With optional extras:

```bash
pip install "omicsync[mofa]"       # MOFA2 factor analysis
pip install "omicsync[geo]"        # GEO data loading
pip install "omicsync[anndata]"    # AnnData export
pip install "omicsync[torch]"      # PyTorch tensor export
pip install "omicsync[all]"        # Everything
```

---

## Quick Start

```python
import omicsync as oms
from omicsync.loaders.csv import load_multimodal_csv

# Load multiple modalities from CSV files
dataset = load_multimodal_csv({
    "rna":     "brca_rna.tsv",
    "protein": "brca_rppa.tsv",
    "cnv":     "brca_cnv.tsv",
}, study_id="TCGA-BRCA")

# Align, normalise, filter — all chainable
dataset.align_samples().normalize().filter_features(min_variance=0.01)

# Export to DataFrame or MOFA2
df = dataset.to_dataframe()          # samples × features, prefixed columns
mofa_input = dataset.to_mofa2()      # dict ready for mofapy2 entry_point
```

---

## Features

- **Sample harmonisation** — TCGA barcode parsing, fuzzy ID matching, coverage reporting
- **Per-modality normalisation** — auto-detection of count/TPM/M-value formats
- **Chainable API** — `dataset.align().normalize().filter_features()`
- **sklearn compatibility** — use `OmicsSyncTransformer` in a `Pipeline`
- **Multiple export formats** — DataFrame, dict, MOFA2, PyTorch tensor, AnnData
- **Open Targets integration** — query target-disease associations via GraphQL
- **Type hints throughout** — fully typed public API

---

## Supported Data Sources

| Source | Loader | Notes |
|--------|--------|-------|
| TCGA | `load_tcga_files()` | Local files; barcode auto-harmonisation |
| GEO | `load_geo()` | Via GEOparse; requires `omicsync[geo]` |
| CSV/TSV | `load_csv()` | Any tabular file |
| Open Targets | `load_open_targets_targets()` | GraphQL API v4 |

---

## Supported Modalities

| Modality | Class | Default Normalisation |
|----------|-------|-----------------------|
| RNA expression | `RNAModality` | `detect_and_normalise()` (log1p) |
| DNA methylation | `MethylationModality` | M→beta conversion + clip |
| Copy number | `CNVModality` | log2 ratio, clipped [-2, 2] |
| Somatic mutations | `MutationModality` | Binarise at threshold |
| Protein abundance | `ProteinModality` | Z-score per protein |

---

## Documentation

- [Quickstart guide](docs/quickstart.md)
- [API reference](docs/api_reference.md)
- [Tutorial: TCGA BRCA](docs/tutorials/tcga_brca.md)
- [Tutorial: Custom CSV data](docs/tutorials/custom_data.md)

---

## Citation

If you use omicsync in your research, please cite:

> Paterson V. (2026). *omicsync: A Python library for multi-omics data harmonisation*. GitHub: github.com/vi-c-ky/omicsync

---

## Contributing

Contributions are welcome.
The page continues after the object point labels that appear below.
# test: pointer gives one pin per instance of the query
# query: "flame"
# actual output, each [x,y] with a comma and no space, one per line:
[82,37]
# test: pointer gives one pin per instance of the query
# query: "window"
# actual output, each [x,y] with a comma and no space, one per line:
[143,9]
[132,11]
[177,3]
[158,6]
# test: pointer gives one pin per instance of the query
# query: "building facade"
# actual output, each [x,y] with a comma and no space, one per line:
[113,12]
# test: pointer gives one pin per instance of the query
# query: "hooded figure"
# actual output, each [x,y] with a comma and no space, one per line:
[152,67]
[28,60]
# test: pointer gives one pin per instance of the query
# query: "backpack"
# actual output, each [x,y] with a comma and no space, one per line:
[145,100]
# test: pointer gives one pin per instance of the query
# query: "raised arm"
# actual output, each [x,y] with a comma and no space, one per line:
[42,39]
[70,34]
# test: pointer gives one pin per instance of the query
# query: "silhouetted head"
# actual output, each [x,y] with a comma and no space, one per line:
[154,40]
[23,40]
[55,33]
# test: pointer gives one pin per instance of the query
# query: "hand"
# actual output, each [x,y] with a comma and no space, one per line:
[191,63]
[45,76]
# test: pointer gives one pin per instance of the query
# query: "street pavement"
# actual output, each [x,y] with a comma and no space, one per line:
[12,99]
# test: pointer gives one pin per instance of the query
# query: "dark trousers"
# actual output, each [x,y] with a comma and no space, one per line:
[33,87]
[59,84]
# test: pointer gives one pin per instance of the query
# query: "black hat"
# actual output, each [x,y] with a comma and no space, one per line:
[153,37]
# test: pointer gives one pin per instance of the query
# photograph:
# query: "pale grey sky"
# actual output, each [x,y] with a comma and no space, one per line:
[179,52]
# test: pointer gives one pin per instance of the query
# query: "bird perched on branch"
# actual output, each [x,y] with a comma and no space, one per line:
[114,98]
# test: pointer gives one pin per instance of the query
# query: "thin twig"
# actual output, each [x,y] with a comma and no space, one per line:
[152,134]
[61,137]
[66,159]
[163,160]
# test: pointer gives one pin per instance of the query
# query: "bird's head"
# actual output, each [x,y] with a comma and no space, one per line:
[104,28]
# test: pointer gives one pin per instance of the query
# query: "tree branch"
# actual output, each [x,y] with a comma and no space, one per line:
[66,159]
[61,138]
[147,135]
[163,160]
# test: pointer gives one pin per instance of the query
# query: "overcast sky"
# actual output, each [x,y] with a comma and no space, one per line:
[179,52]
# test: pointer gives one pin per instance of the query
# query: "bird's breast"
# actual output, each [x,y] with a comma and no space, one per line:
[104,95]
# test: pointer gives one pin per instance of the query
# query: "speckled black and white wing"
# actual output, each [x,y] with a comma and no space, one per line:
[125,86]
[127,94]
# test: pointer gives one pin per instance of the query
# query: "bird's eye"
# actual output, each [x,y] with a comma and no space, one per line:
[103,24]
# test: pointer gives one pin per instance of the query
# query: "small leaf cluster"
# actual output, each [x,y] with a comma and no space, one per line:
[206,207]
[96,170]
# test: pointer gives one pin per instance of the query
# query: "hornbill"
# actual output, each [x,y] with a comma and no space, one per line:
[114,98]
Please open an issue or pull request on GitHub.

1. Fork the repository
2. Create a feature branch (`git checkout -b feature/my-feature`)
3. Write tests for new functionality
4. Run the test suite (`pytest tests/`)
5. Open a pull request

---

## License

MIT — see [LICENSE](LICENSE) for details.